Ketegangan meningkat di provinsi Deraa, selatan Suriah, setelah pasukan pemerintah dan relawan bersenjata melancarkan serangan terhadap pejuang oposisi yang menguasai bagian dari kota Al-Sanamayn.
Pada hari Senin, setelah hari shelling dan pertempuran sengit yang dipimpin oleh Divisi Keempat Maher al-Assad, saudara Presiden Suriah Bashar al-Assad, kesepakatan yang ditengahi oleh Rusia yang melihat dua pejuang lusin oposisi meninggalkan kota untuk dikuasai oposisi daerah di barat laut negara penduduk setempat mengatakan kepada Al Jazeera.
Sedikitnya tujuh warga sipil tewas dalam bentrokan itu.
Pada hari Selasa, negara Suriah Kantor berita SANA mengatakan operasi yang dilakukan oleh pasukan keamanan dan polisi "mengakhiri keadaan chaos" di Al-Sanamayn, tapi tidak melaporkan korban jiwa
Deraa provinsi, di mana pemberontakan Suriah dimulai sembilan tahun yang lalu, adalah oposisi sampai 2018, ketika pasukan pemerintah yang didukung oleh Rusia dan pasukan Iran melancarkan operasi untuk merebut kembali itu. Setelah bulan pertempuran sengit yang menewaskan ratusan orang dan membuat ratusan ribu orang mengungsi, faksi oposisi dan pemerintah mencapai kesepakatan rekonsiliasi yang ditengahi oleh Moskow.
Berdasarkan kesepakatan itu, para pejuang oposisi diizinkan untuk tetap mengendalikan sebagian besar wilayah, termasuk Al-Sanamayn, serta mempertahankan beberapa senjata ringan. Namun, terlepas dari kesepakatan itu, ketegangan terus bara di provinsi sejak saat itu, ketika pasukan pemerintah, milisi dan relawan lokal bersenjata terus menangkap, mengintimidasi dan membunuh penduduk lokal dan anggota oposisi.
Menurut Adham al-Kirad, mantan komandan Tentara Pembebasan Suriah, serangan terhadap Al-Sanamayn didahului oleh bentrokan intermiten antara pejuang oposisi dan anggota relawan bersenjata-Assad pro, yang dikenal sebagai komite populer.
"Pasukan Rezim bergabung pertempuran di komite rakyat. Kemudian Rusia untuk campur tangan," kata al-Kirad, yang juga merupakan bagian dari perjanjian rekonsiliasi pada 2018.
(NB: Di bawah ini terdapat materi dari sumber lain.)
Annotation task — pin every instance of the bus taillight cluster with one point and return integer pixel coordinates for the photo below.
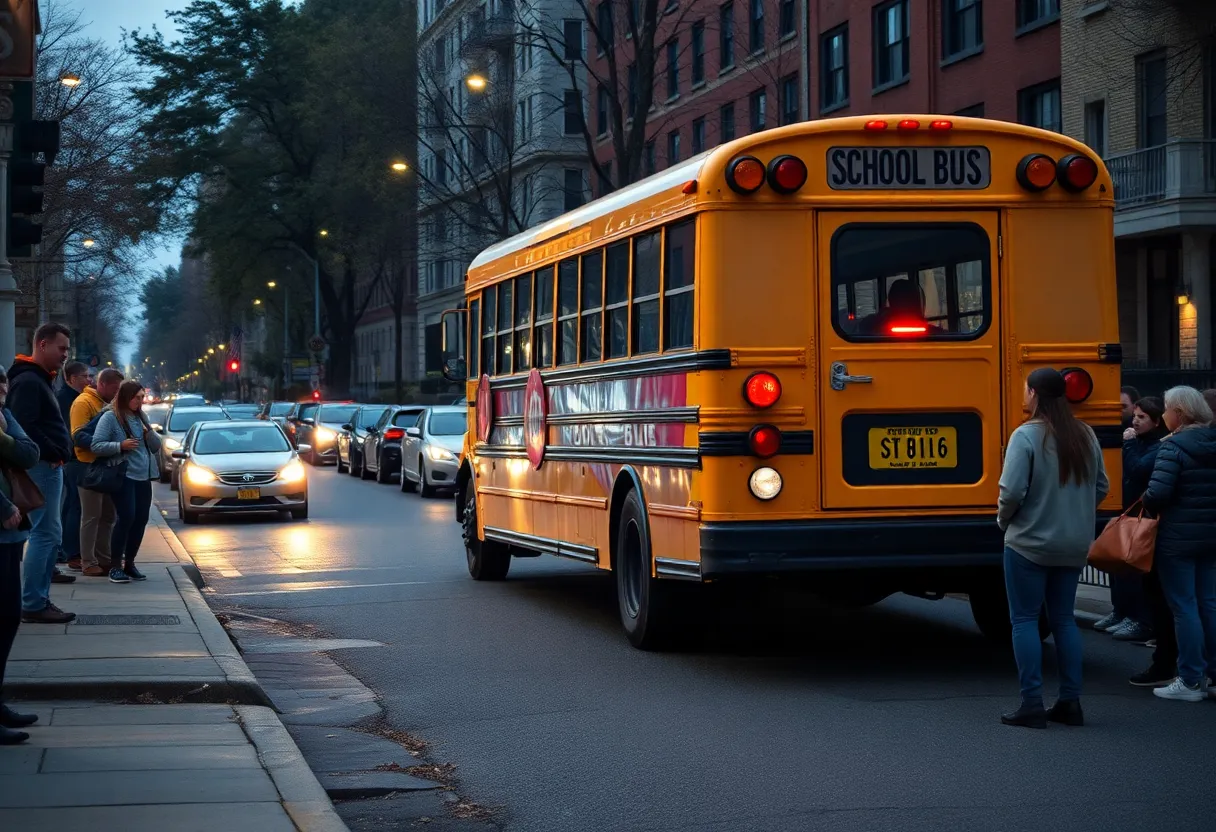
(761, 391)
(1075, 172)
(784, 174)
Pada hari Minggu, al-Kirad antara ratusan pengunjuk rasa yang turun ke jalan dari Deraa meminta pemerintah untuk menghentikan nya ofensif terhadap Al-Sanamayn.
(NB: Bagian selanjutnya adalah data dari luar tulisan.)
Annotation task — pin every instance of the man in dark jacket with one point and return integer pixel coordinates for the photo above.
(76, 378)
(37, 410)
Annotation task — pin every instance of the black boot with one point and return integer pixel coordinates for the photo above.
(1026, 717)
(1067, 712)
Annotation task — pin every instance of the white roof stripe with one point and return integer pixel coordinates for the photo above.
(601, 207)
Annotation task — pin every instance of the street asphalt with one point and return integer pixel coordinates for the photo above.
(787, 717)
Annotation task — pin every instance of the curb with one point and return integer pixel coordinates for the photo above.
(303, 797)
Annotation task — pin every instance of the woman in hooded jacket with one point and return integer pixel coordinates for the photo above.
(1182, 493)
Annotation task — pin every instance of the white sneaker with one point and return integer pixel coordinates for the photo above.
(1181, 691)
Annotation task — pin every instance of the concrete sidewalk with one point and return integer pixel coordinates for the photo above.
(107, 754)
Peningkatan di selatan terjadi ketika pasukan pemerintah dan sekutu mereka melawan faksi oposisi di barat laut negara itu, mendorong tetangga Turki untuk campur tangan secara militer.
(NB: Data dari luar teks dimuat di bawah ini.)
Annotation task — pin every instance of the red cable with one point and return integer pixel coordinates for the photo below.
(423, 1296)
Pemerintah saat ini mengontrol sebagian besar Suriah, tetapi oposisi di provinsi Idlib di barat laut; tiga kantong kecil di utara yang diadakan oleh pasukan Turki dan sekutu mereka di Suriah utara; dan wilayah timur Sungai Efrat ke perbatasan dengan Irak yang dikendalikan oleh Demokrat Pasukan yang didukung Suriah-Kurdi dan Kurdi yang didominasi.